Announcement

Collapse
No announcement yet.
X
  • Filter
  • Time
  • Show
Clear All
new posts

  • Creating graphs showing N for number of respondents using - graph hbar (mean) - and - catplot -

    Dear Stata-listers

    This is my first time posting to this list, so I hope I'm able to do this "the right way".

    What I would like to do, is to create a number of graphs using - graph hbar - and to have these graphs show number of respondents (N) for for each variable. Some graphs contain up to 7 different variables, for which my current code calculates the mean values. I would like to have the graph show N (respondents) for each variable to the left in the graph and the mean value of the variable to the right (outside the particular bar) (see example graph provided below).

    So, as the example-graph illustrates, currently I'm able to have my graphs show N when I'm using the user written program - catplot - ( - catplot - has been written by Kit Baum and can be found on SSC ( - findit catplot - )), which is for plots of categorical data showing frequencies, fractions or percents i Stata. I hope that the code I am adding further down in this post is able to have you generate the same graph using auto.dta provided by Stata.
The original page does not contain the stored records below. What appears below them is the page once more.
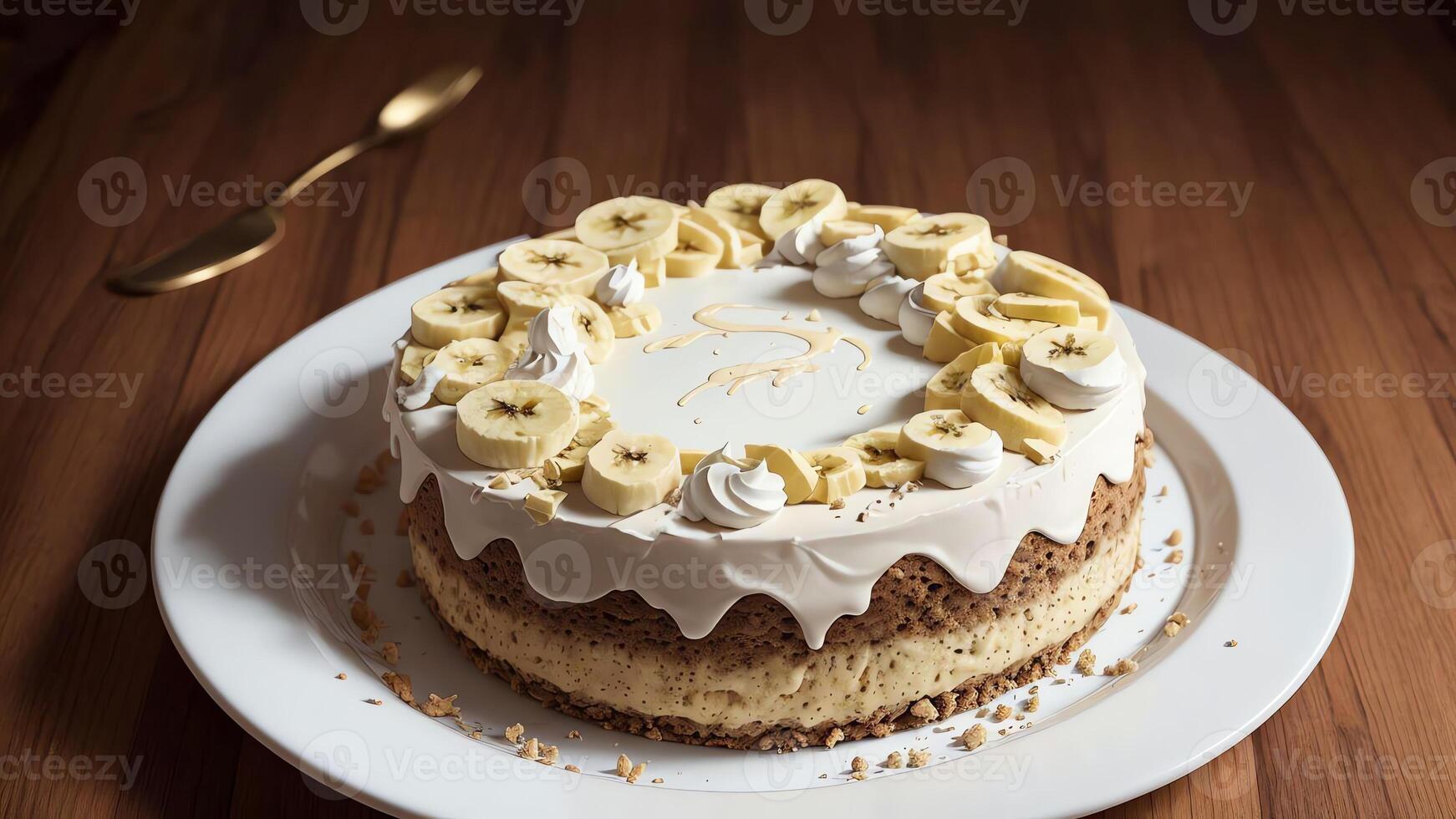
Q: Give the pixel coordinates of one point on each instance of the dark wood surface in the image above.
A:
(1337, 265)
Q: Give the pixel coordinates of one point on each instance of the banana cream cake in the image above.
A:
(773, 471)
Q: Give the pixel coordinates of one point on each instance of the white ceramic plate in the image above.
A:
(251, 538)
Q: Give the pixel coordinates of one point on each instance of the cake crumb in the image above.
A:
(400, 684)
(1175, 623)
(437, 706)
(1120, 668)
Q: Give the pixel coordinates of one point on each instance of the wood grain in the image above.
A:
(1331, 269)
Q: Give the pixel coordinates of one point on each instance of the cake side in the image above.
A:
(926, 648)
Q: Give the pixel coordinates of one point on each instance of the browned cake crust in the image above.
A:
(916, 597)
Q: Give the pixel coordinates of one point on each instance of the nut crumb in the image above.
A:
(1120, 668)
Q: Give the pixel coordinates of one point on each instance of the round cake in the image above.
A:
(772, 471)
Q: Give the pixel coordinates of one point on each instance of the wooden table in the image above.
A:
(1337, 267)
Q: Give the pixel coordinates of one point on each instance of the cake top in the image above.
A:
(771, 381)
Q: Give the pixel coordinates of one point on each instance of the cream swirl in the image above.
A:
(798, 247)
(851, 265)
(620, 286)
(553, 355)
(914, 318)
(965, 465)
(731, 491)
(884, 297)
(1079, 389)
Anyway, - this code gives me what I need for the graphs showing percentages for each value of a variable separately for a number of groups and N for each group of respondents that answered the particular question (the data I'm myself using is a type of student survey data, so the variables have Likert scales and the categories are typically master- and bachelor students, or students attending different study programmes, such as nursing, engineering, law etc)

    However, I'm not able to do this for mean values of the variables when using the command - graph hbar - .
    (By the way, these particular graphs are sometimes drawn separately for different groups and sometimes not)
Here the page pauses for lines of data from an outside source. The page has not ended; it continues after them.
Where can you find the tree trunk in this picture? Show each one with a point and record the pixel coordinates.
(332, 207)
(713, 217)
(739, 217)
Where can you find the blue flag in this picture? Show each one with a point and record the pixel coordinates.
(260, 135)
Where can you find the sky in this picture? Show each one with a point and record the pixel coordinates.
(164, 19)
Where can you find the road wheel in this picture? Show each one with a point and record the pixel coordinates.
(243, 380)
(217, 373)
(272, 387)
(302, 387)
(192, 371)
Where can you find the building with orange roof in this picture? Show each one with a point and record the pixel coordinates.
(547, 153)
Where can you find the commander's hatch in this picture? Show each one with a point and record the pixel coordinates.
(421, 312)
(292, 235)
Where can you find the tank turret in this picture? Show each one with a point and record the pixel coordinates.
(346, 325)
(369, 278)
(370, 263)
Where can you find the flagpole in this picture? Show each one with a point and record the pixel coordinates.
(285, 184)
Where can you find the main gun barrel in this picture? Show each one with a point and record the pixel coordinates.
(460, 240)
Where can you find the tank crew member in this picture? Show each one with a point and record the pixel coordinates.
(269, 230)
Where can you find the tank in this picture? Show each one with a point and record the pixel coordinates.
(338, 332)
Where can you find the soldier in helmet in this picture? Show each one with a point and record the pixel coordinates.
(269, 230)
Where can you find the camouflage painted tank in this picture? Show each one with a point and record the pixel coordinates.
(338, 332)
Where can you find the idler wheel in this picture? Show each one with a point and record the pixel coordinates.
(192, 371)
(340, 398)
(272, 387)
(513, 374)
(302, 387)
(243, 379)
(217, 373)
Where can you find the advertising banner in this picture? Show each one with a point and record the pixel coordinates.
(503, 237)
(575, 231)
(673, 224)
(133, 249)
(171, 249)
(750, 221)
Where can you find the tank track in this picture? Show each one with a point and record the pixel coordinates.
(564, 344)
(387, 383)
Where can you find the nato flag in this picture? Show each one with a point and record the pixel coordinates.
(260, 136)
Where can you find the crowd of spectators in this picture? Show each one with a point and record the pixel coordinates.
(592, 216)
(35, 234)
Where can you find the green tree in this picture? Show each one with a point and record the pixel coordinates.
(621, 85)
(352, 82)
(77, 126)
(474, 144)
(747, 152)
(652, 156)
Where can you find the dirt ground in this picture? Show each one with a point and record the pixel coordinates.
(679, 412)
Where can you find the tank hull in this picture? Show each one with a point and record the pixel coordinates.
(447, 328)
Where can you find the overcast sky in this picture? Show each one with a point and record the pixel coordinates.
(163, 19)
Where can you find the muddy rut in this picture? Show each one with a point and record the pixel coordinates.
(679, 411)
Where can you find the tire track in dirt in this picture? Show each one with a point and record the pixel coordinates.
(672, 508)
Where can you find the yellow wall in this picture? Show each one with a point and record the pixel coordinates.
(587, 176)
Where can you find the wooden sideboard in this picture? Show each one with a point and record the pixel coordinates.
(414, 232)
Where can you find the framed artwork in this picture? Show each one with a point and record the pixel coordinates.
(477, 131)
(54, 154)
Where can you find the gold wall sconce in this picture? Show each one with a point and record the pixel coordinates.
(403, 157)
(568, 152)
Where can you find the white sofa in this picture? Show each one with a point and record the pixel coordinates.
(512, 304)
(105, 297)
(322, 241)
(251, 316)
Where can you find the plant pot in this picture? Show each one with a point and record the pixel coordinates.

    Could anyone please advice me as to how I can create a graph showing mean values (using - graph hbar - ) instead of percentages, and to have N included in the same manner as the graphs I have currently made using - catplot - ? (see example graph which should be attached below)


    ************************************************** **********************************
    // An example using auto.data and - catplot - :


    //First: making variable(s) containing origin of cars

    sysuse auto, clear


    ta foreign
    ta foreign, nol

    set more off
    foreach var of varlist rep78 { //My own loop contains several variables, but for simplicity there's only 1 variable now
    ge N3`var' = 0 if foreign==0 & `var' <=5 //Domestic
    replace N3`var' = 1 if foreign==1 & `var' <=5 //Foreign
    }

    capture la drop origin2

    la def origin2 0"Domestic" 1"Foreign"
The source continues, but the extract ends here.